宋舒阳这个笨蛋,在别的事情上都迟钝得要死,偏偏却总能察觉到他从不显于人前的心思。
他眉头一点点舒展开,禁不住伸手搓搓他的脸蛋。
“那你会不会因为我不够完美就不喜欢我了?”他幼稚地发问。
宋舒阳在他手心里蹭蹭,“不会,你在我心里本来就是个只有脸好看的屌丝。”
“行吧,”靳舟释怀了,“至少还有张脸。”
“等你哪天不要了就连脸都没有了,赶紧上去睡觉吧,完美哥。”宋舒阳打开车门往外走。
宋舒阳先进了电梯,看到靳舟跟上来,出神地盯着他手背。
他好像突然理解为什么以前他学什么靳舟就要把那样东西学到极致。
不管是从前还是现在,靳舟都在努力扮演着完美哥哥的形象,想要在他所有感兴趣的领域里加速跑到前方,然后停下来引领他前进。
去扩充出一个尽可能大的世界,他是其掌控者,这样宋舒阳被困在其中仍然能感觉到自由。
而现在,他终于在经营管理这条路上碰壁,打造出来的那一方天地有了个缺口,甚至需要引入外力去补,所以他懊恼,甚至惶恐,怕宋舒阳会顺着这个缺口逃走。
电梯门打开,宋舒阳牵住了那只手。
太肉麻的情话他说不出口,只是含羞带怯地把指头插入他指缝里,收紧力道,想要让他感受到自己的坚定。

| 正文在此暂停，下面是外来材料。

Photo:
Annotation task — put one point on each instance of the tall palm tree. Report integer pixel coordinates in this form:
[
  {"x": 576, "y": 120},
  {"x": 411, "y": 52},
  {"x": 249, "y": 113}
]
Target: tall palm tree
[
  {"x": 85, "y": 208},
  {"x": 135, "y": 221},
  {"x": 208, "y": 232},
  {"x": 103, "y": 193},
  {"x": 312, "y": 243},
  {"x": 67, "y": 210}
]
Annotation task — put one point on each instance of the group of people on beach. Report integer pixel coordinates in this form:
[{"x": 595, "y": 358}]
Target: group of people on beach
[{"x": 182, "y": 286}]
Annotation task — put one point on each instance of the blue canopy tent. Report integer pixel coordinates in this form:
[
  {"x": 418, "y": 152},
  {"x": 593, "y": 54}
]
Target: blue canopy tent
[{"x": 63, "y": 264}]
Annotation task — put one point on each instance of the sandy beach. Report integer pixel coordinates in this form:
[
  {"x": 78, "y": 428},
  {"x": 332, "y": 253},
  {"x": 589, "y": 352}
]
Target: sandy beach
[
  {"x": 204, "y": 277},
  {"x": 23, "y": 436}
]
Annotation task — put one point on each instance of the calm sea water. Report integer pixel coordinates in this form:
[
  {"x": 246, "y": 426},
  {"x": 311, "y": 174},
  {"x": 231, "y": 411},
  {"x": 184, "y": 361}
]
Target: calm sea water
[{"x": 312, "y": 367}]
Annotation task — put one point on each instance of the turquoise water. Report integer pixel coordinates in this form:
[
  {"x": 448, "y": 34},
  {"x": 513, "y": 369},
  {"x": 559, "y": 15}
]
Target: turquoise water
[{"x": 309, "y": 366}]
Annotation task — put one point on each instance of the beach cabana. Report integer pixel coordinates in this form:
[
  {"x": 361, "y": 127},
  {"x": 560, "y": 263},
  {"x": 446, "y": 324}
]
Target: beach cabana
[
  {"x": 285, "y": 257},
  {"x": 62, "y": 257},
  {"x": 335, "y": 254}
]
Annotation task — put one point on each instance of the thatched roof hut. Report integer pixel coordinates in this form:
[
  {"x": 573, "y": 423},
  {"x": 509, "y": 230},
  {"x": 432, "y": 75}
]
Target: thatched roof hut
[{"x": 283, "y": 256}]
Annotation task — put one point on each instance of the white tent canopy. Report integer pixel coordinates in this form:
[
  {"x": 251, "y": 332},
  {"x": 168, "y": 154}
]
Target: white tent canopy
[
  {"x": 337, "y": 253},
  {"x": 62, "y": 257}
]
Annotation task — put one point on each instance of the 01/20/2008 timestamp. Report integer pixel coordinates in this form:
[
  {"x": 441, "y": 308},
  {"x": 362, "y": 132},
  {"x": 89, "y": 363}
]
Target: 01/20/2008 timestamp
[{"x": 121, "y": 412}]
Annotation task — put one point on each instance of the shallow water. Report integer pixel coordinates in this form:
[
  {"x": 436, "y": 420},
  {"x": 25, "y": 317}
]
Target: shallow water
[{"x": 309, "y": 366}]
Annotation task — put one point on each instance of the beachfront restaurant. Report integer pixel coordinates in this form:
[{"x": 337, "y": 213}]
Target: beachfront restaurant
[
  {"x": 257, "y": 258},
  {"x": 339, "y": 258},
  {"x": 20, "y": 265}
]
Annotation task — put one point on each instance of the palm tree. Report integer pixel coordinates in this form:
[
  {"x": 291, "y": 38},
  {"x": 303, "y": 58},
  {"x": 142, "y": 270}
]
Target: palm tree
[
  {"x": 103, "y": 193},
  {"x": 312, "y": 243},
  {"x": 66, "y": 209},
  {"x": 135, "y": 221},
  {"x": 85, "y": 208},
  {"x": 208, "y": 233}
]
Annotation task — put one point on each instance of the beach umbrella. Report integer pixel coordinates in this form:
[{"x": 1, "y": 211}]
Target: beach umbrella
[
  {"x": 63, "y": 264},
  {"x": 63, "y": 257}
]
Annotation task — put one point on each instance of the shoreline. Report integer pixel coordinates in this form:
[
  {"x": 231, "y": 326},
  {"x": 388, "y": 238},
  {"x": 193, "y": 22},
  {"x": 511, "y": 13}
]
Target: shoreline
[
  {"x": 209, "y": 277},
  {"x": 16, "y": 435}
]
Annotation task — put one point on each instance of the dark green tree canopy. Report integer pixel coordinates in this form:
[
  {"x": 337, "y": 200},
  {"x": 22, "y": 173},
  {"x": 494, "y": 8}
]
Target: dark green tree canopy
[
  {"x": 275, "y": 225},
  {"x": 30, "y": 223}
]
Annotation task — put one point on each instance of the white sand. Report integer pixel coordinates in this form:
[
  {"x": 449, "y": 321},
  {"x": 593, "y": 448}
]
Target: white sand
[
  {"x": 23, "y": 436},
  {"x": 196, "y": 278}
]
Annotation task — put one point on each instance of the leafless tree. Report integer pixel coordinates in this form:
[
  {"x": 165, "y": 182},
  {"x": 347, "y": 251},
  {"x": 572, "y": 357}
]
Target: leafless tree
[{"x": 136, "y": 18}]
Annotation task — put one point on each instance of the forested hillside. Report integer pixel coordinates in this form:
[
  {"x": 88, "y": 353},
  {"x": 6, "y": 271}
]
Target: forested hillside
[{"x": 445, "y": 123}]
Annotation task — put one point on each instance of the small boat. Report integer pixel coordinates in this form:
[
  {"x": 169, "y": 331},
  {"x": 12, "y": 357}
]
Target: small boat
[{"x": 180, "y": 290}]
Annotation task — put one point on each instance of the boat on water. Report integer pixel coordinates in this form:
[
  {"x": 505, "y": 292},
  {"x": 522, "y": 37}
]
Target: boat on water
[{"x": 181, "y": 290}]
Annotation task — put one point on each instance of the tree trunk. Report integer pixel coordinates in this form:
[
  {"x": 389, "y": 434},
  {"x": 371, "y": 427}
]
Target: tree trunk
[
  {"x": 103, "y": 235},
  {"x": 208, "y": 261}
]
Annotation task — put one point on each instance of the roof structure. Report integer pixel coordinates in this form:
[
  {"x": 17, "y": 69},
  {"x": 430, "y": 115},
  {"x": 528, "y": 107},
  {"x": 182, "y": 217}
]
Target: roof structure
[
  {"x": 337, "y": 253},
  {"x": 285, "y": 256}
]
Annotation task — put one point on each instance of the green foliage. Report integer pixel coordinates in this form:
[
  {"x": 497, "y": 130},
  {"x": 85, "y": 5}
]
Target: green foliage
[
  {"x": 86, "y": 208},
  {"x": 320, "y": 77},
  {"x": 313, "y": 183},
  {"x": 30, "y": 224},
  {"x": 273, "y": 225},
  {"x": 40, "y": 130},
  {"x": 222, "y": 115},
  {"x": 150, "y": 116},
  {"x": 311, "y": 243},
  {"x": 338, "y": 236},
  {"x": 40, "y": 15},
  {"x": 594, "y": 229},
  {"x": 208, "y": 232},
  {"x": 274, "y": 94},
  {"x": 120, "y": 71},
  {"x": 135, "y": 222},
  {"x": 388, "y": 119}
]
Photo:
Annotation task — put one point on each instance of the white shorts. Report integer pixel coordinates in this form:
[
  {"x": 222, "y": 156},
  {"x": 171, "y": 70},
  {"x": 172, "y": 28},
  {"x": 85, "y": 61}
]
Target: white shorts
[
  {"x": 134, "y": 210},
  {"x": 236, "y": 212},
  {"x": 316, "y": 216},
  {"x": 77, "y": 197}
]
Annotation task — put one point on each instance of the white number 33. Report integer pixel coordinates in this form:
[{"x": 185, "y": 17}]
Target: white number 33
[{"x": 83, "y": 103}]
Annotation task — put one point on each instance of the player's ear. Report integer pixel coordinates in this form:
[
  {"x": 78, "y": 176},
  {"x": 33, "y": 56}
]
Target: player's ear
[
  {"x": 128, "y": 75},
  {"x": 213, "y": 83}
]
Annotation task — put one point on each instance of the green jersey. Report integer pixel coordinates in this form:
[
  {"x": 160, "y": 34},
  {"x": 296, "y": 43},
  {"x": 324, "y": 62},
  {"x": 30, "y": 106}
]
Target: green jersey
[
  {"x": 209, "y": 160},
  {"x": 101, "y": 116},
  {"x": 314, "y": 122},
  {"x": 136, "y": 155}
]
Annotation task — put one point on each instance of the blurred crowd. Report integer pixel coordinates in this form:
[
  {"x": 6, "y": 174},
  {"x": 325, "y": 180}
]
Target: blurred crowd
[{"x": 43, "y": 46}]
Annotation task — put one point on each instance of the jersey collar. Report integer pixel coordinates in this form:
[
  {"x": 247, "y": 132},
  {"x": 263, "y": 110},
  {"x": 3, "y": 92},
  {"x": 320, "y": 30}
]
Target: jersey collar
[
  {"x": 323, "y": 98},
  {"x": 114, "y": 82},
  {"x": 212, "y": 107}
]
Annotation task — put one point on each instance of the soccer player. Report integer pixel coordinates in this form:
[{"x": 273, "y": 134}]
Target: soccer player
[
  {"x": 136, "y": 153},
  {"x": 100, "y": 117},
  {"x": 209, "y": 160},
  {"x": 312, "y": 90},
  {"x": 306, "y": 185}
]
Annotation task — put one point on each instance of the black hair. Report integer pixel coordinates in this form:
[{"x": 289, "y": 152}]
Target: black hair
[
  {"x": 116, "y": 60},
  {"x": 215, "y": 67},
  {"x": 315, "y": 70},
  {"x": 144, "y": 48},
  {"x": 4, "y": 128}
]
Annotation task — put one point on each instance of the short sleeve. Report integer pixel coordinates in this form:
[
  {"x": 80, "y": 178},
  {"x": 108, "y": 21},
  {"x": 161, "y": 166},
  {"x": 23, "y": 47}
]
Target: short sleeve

靳舟打开大门,把钥匙扔在玄关柜子上,垂下眼看着那只仅仅因为十指相扣就害羞得不像话的手。
他低声喃喃道:“就这样敷衍哥哥吗?”
“什么?”宋舒阳呆愣愣的。
靳舟松开两人交握的手,俯下身平视着他的眼睛,那双狐狸似的眼睛里暴露出狡黠的笑意。
“安慰人就拿出点诚意,小朋友才会把牵手当示好,哥哥已经是大人啦。”
宋舒阳吓得往后推,腰抵在了鞋柜边上。
他谨慎地双手交叉挡在胸前,“你要干嘛?”
靳舟仔仔细细地盯着他眼睛看。
宋舒阳害怕的时候瞳仁会颤个不停,呼吸也是发抖的,再加上紧抿着的嘴唇,一切迹象都说明他已经应激了。
还是完全没办法瓦解他的戒备心啊。
靳舟叹了口气,直起身子,淡声说:“怂蛋。”
“我怎么就怂了!”宋舒阳被激怒,“你就说你想干嘛,我但凡怂了我是狗!”
靳舟才不想相信他,“你当狗的次数还少吗?”
他转身往房间里走,宋舒阳也是猪油蒙了心,大着胆子拦住他,热情地送上一枚热吻。
结束之后腿都要软得站不住了,还硬着头皮大声嚷嚷:“你还想干嘛,你说!”
靳舟静静地、面无表情地用带颜色的目光把他从上到下扫了一遍,给他看得毛骨悚然,后背一阵阵冒冷汗。
不会真的想……那个什么吧……今晚?
宋舒阳怂了,认输道:“好吧我是狗。”
他对这种事情又期待又害怕,一方面是实打实的怕疼,更多的是怕靳舟。
这人在他面前总是把锋芒收得很好,一副温驯纯良小猫咪的样子,偶尔流露出些许他从没见过的样子都会让他产生陌生的恐惧感。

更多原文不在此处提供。